Archive rooms at the National Archives, Marine Corps Base Quantico in Virginia, the Washington Navy Yard and elsewhere became as familiar to him as the rooms of his new apartment. Filing Freedom of Information Act requests for public documents became a reflex, and the result was piles of unopened material awaiting data entry that cover most flat surfaces in his office.
By his estimate, Sterner has documented nearly 105,000 of the approximately 350,000 medals above the Bronze Star and up to the Medal of Honor.
The DOD’s stance changed last week when officials said the Pentagon would build such a database. It came in the wake of a Supreme Court ruling that struck down the Stolen Valor Act, which made it illegal to make false claims about military medals.
In explaining its reasoning, the court appeared to refer directly to Sterner’s work — an irony given that Sterner’s wife, Pam, is an activist who crafted the language in the 2006 law.
“The government could likely protect the integrity of the military awards system by creating a database of medal winners accessible and searchable on the Internet, as some private individuals have already done,” Justice Anthony Kennedy wrote in the court’s ruling.
The lack of an authoritative list has left the door open for fakers, ranging from unscrupulous to evil, to bask in glory they never earned. In one case last month, a New Jersey man posing as a Navy SEAL on a dating website was charged with raping a 15-year-old girl.
For Sterner and his wife, the effort to catalog valor awards has been a labor of love, and at times they’ve struggled. In recent years, the Military Times Media Group has supported Sterner’s work, paying him as a contractor and hosting his Hall of Valor database on its website.
“I was ready to go belly up when Military Times stepped in and partnered with me on this,” he said.
Sterner has the records he needs to vet another 75,000 awards, but hasn’t had time to process them yet. In an ideal world, Sterner said, he and the DOD would partner to track down millions more Bronze Stars, Purple Hearts and Prisoner of War medals.
“I type it all in myself,” he says, adding that typing — as long as you’ve programmed the right macros into a database — is actually faster than scanning documents using an optical character recognition system.
No one from the DOD has yet contacted him to request his assistance or even check on his research methods. He hopes someone does soon.
Pentagon officials last week would not comment on how the department planned to approach building the database.
“Obviously they can go do it on their own and say heck with me and Military Times,” he said. “But if they’re smart, they’ll work with us.

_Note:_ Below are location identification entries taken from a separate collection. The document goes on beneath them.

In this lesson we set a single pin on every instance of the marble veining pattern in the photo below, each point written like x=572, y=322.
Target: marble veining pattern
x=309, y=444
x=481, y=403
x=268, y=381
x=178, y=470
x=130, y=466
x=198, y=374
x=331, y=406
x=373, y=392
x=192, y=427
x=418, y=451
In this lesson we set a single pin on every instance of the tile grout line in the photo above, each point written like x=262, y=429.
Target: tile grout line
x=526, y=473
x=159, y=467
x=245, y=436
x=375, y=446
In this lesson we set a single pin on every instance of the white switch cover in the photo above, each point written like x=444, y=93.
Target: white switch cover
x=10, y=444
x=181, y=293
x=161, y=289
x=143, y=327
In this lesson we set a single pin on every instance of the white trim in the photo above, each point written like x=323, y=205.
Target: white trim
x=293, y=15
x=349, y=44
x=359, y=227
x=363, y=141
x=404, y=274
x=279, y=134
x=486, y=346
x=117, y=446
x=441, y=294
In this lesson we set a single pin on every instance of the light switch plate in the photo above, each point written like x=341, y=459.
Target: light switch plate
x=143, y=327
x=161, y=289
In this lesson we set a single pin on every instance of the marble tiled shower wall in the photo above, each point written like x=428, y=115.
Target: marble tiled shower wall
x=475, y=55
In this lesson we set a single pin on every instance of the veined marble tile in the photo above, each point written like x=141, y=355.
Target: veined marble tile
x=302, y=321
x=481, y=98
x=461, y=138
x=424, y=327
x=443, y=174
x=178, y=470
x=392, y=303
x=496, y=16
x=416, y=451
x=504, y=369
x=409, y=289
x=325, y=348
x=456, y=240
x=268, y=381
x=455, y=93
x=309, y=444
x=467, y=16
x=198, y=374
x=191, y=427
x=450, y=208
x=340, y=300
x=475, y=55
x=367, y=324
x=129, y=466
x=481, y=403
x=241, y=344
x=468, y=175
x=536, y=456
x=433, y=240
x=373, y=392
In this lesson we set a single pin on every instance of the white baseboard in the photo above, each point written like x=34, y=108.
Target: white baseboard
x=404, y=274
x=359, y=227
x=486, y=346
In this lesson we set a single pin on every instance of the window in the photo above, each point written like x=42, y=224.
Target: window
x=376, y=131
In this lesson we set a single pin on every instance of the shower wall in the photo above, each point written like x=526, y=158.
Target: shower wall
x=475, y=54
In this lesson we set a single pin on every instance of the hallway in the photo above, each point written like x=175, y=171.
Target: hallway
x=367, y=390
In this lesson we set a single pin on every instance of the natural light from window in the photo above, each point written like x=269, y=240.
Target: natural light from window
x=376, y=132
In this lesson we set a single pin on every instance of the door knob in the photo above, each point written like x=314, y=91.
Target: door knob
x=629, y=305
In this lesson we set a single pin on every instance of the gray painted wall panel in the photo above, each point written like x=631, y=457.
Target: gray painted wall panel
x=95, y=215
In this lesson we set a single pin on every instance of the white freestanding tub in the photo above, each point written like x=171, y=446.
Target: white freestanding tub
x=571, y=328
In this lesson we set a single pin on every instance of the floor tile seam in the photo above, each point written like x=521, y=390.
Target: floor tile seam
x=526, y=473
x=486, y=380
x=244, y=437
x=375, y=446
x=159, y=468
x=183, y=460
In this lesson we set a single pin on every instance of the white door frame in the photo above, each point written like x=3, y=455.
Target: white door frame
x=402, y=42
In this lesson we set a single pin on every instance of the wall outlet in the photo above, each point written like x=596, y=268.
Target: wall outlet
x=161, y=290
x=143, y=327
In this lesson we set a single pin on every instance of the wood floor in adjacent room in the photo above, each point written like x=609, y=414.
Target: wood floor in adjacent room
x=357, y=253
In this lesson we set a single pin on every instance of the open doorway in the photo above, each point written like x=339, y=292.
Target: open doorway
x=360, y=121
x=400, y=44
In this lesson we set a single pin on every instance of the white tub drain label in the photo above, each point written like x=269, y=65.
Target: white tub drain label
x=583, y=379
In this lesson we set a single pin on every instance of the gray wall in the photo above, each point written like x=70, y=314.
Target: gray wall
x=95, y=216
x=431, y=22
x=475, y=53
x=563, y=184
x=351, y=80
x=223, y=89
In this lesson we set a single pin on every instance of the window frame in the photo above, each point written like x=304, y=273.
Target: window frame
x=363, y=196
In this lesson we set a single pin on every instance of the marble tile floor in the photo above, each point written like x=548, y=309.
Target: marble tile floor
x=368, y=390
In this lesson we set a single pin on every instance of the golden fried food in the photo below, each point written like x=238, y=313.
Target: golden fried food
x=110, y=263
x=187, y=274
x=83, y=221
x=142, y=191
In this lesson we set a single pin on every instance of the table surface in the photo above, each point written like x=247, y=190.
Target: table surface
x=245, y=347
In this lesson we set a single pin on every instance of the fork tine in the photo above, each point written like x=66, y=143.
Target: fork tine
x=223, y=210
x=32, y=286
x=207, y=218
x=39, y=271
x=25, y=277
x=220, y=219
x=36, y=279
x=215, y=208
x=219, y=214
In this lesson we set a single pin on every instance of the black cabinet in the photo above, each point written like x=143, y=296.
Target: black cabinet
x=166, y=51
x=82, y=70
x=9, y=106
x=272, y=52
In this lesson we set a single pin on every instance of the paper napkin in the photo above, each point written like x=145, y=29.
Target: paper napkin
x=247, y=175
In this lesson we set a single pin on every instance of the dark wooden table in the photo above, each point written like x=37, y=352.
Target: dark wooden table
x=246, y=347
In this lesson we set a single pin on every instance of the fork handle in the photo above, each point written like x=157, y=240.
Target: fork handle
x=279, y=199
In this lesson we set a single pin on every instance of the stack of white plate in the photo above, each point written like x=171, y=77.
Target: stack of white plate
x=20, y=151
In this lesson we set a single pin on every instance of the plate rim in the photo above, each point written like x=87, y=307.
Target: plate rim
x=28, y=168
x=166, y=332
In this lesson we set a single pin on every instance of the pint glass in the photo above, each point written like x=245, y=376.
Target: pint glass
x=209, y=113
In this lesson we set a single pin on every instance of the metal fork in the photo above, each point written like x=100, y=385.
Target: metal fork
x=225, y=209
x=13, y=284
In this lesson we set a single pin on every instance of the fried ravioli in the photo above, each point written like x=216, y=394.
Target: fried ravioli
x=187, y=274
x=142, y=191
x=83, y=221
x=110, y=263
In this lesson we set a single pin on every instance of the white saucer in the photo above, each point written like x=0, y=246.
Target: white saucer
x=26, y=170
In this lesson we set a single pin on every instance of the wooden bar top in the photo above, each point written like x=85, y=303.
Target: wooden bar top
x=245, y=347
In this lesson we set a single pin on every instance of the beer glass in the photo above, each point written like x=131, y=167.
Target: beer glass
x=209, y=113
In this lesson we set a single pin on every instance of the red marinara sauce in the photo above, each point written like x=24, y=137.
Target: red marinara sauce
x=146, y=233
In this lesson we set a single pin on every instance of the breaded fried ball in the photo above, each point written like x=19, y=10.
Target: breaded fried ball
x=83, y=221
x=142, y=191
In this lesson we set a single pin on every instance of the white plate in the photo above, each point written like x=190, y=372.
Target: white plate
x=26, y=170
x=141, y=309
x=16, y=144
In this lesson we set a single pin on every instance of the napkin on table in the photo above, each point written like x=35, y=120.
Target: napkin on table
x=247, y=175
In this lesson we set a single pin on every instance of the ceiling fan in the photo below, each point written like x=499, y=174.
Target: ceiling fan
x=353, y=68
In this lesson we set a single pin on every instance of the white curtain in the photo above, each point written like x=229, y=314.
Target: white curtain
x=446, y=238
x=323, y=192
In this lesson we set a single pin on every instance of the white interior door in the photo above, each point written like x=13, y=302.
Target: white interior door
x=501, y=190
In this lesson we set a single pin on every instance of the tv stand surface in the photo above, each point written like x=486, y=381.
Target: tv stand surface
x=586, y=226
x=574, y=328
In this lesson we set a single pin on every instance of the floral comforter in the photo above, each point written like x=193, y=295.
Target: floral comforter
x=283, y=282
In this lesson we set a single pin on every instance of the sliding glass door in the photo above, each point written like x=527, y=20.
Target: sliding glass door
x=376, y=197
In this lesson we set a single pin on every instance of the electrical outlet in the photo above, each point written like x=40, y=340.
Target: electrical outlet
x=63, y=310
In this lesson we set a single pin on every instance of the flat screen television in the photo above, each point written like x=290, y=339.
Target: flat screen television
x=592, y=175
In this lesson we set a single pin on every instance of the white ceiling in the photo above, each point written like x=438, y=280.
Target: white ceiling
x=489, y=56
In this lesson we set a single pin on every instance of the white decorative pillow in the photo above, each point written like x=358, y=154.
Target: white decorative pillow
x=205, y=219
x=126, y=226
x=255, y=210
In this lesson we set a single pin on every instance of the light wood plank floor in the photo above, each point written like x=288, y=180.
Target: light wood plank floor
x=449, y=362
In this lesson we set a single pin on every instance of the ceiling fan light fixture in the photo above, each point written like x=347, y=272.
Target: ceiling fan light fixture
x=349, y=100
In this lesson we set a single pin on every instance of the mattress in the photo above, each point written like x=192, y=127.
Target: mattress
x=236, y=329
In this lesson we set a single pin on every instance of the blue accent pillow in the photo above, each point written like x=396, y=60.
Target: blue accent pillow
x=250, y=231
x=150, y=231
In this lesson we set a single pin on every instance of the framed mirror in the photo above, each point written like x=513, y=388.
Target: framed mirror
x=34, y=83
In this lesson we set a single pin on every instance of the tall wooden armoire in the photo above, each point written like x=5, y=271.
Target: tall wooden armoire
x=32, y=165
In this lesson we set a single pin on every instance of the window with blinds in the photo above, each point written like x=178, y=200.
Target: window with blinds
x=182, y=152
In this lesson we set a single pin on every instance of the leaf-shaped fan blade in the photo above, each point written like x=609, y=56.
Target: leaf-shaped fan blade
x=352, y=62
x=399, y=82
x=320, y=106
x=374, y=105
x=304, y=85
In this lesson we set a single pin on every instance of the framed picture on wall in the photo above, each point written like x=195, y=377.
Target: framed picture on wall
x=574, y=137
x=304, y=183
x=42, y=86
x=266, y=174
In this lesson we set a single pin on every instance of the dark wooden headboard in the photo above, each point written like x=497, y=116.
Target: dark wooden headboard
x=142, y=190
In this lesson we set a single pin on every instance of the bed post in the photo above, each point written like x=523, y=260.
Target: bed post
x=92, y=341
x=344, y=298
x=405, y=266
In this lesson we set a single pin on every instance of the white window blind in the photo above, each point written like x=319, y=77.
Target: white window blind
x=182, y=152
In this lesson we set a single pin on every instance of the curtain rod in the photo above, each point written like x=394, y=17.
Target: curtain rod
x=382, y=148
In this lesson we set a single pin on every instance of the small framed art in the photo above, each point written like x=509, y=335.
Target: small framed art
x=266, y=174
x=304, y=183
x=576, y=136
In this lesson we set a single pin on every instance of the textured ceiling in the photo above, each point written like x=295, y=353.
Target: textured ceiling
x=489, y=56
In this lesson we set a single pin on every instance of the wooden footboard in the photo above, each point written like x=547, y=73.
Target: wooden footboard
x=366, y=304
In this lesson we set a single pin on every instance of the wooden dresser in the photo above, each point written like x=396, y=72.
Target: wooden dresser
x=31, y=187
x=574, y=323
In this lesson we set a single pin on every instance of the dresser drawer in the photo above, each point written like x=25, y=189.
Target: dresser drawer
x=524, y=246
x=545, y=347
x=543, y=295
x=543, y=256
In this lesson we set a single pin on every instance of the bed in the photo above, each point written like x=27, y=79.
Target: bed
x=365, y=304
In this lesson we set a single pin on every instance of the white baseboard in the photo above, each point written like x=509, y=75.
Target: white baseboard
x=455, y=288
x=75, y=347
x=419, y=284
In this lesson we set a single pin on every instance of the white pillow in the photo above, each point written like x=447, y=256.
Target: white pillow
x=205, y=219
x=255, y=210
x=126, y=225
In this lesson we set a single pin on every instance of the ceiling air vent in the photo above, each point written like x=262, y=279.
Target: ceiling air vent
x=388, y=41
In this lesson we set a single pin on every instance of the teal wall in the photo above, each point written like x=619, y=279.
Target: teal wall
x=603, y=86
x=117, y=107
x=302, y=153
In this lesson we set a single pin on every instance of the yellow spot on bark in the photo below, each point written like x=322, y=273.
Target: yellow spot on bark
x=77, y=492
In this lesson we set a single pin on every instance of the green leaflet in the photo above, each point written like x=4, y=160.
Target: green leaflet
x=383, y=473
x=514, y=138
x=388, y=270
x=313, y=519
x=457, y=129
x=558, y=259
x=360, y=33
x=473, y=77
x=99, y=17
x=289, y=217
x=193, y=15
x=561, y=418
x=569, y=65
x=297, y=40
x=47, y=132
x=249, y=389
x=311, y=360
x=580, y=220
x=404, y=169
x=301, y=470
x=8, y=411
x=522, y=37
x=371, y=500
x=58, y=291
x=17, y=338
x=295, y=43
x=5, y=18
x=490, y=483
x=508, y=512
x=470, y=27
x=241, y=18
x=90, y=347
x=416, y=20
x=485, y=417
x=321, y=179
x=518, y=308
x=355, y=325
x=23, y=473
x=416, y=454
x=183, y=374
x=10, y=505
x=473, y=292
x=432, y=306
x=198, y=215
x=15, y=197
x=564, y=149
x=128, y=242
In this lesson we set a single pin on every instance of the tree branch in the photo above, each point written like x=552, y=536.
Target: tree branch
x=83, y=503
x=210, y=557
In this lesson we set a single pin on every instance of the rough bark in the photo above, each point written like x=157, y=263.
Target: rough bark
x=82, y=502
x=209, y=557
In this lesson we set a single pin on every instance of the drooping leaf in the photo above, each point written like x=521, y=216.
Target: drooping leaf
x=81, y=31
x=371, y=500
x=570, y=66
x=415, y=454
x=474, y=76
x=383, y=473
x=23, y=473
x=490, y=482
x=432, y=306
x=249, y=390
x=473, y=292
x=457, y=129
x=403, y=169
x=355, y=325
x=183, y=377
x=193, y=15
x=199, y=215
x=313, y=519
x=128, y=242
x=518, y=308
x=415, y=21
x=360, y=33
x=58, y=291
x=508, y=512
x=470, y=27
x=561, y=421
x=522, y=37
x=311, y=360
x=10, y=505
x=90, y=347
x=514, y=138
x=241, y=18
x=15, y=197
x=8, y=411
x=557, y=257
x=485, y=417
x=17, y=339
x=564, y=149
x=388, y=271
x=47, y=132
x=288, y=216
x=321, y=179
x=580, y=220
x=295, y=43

We have the infrastructure in place, we have the knowledge, we have the step-by-step understood.”
With a team of 15 people and $1 million or less, he said, he could document all major Navy, Marine and Coast Guard medals within one year. The Army and Air Force, in part because of the St. Louis fire, would take longer, but is still doable to a high degree of accuracy, he said.
Still, it will be based upon written records and their occasional foibles. Because of that, despite the Supreme Court’s opinion, his Hall of Valor will never be an infallible judge of stolen valor, he admitted.
But punishing liars isn’t why Sterner started hunting down medals in the first place. His most powerful inspiration through the years of work, he said, was a close friend, Jaime Pacheco, killed in Vietnam in 1972. Pacheco, a Ranger, sacrificed himself to cover his reconnaissance team’s withdrawal from a bunker complex.
That sacrifice, and the Silver Star that resulted, should never be lost or forgotten, he said.
“I think even worse than when someone pretends to be a hero — stolen valor — is when the nation forgets generations of real heroes,” he said. “That’s forgotten valor. I can’t allow that to happen.”